これを使いこなせるかどうかが、格安SIM上級者への分かれ道となります。
ワンタップで通信速度を意図的に下げることの意味
通常、私たちがスマホでインターネットを見る時、通信会社は「できるだけ速い速度(高速通信)」でデータを送受信しようとします。
しかしLIBMOでは、ユーザー自身の意思でマイページから設定を変更することで、この通信速度に「最大200kbps」という強烈なブレーキ(制限)をかけることができます。これが「低速モード」です。
なぜわざわざ自分で通信速度を遅くするのかと疑問に思うかもしれませんが、これは自動車の運転で例えるなら「燃費を極限まで良くするためのエコモード」にスイッチを入れるのと同じ意味を持ちます。
低速モード中はデータ容量(ギガ)が一切減らない(無制限)
低速モードをオンにする最大のメリット、それは「通信速度が遅くなる代わりに、どれだけインターネットを使っても契約しているデータ容量(ギガ)が一切減らなくなる」という点です。
つまり、低速モードがオンになっている間は、実質的に「データ無制限で使い放題」の状態になります。
月末にギガが足りなくなりそうになった時に一時的に低速モードに切り替えたり、あるいは最初からずっと低速モードにしておくことで、ギガの消費を完全にゼロに抑えることができます。
この仕組みを利用すれば、「なっとくプラン(3GB)」のような一番安いプランを契約していても、月末の通信制限(ギガ切れによる強制的な速度低下)を恐れることなく、1ヶ月間ずっと一定のペースで通信し続けることが可能になるのです。
マイページからの低速モード切り替え(オン・オフ)手順
低速モードのメリットがわかったところで、実際の切り替え手順を確認しましょう。
LIBMOでは専用のスマホアプリは提供されていないため、ブラウザからマイページにアクセスして操作を行います。
スマートフォンのブラウザからマイページにアクセス
まずは、普段お使いのスマートフォン(iPhoneのSafariや、AndroidのChromeなど)を開き、LIBMOの公式サイトから「マイページ」にログインします。

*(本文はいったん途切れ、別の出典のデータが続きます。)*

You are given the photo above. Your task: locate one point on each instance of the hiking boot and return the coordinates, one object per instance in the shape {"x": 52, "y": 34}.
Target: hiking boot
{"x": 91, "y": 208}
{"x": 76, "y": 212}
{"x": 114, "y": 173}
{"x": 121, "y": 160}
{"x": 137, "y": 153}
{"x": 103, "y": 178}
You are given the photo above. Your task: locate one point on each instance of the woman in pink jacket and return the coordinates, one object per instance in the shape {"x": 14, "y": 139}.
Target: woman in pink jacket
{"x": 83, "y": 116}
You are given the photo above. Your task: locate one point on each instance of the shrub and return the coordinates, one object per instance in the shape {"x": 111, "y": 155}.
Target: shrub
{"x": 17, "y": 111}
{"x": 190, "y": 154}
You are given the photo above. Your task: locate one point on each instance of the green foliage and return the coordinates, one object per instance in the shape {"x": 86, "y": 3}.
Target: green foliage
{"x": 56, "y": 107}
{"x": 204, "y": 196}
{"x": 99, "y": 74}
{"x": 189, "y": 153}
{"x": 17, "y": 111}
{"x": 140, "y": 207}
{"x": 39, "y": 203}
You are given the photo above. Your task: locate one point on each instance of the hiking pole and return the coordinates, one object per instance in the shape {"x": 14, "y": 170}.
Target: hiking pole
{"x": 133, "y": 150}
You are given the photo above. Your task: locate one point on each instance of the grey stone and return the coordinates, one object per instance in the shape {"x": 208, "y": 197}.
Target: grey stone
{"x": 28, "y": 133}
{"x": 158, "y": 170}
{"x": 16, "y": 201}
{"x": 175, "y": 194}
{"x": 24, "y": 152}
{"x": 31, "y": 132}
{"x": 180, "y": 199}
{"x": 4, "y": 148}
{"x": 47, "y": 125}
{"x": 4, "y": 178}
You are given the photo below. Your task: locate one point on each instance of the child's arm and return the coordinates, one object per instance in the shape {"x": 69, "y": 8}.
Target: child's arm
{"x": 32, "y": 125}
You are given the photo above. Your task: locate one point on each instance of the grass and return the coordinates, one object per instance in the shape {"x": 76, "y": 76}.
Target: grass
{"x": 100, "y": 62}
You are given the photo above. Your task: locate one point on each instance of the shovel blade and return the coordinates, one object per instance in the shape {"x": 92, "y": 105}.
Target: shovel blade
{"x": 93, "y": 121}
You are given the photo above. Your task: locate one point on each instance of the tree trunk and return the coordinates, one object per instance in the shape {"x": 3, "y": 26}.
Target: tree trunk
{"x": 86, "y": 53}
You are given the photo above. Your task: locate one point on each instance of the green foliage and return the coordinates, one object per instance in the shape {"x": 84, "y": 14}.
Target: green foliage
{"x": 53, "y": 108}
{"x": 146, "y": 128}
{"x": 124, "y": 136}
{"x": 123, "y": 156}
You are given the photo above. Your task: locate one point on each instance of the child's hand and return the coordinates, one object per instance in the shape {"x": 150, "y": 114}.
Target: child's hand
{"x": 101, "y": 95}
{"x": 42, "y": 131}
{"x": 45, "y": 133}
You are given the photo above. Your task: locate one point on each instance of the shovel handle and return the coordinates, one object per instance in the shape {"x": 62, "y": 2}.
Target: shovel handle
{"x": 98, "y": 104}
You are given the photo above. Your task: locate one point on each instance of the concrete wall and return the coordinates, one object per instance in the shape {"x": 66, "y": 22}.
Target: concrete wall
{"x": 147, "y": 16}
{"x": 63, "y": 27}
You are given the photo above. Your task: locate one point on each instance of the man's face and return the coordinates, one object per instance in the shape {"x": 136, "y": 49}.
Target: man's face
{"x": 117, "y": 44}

LIBMOマイページのパスワードを忘れた!の記事でも解説していますが、頻繁に切り替えを行う場合は、このマイページのログイン画面をスマホの「ホーム画面に追加」してショートカットを作っておくと、専用アプリのようにワンタップでアクセスできるようになり非常に便利です。
「データ通信速度変更」ボタンからの瞬時切り替え
マイページにログインすると、トップ画面のわかりやすい位置に現在のデータ残量(〇〇GB)と、通信速度の切り替えボタンが表示されています。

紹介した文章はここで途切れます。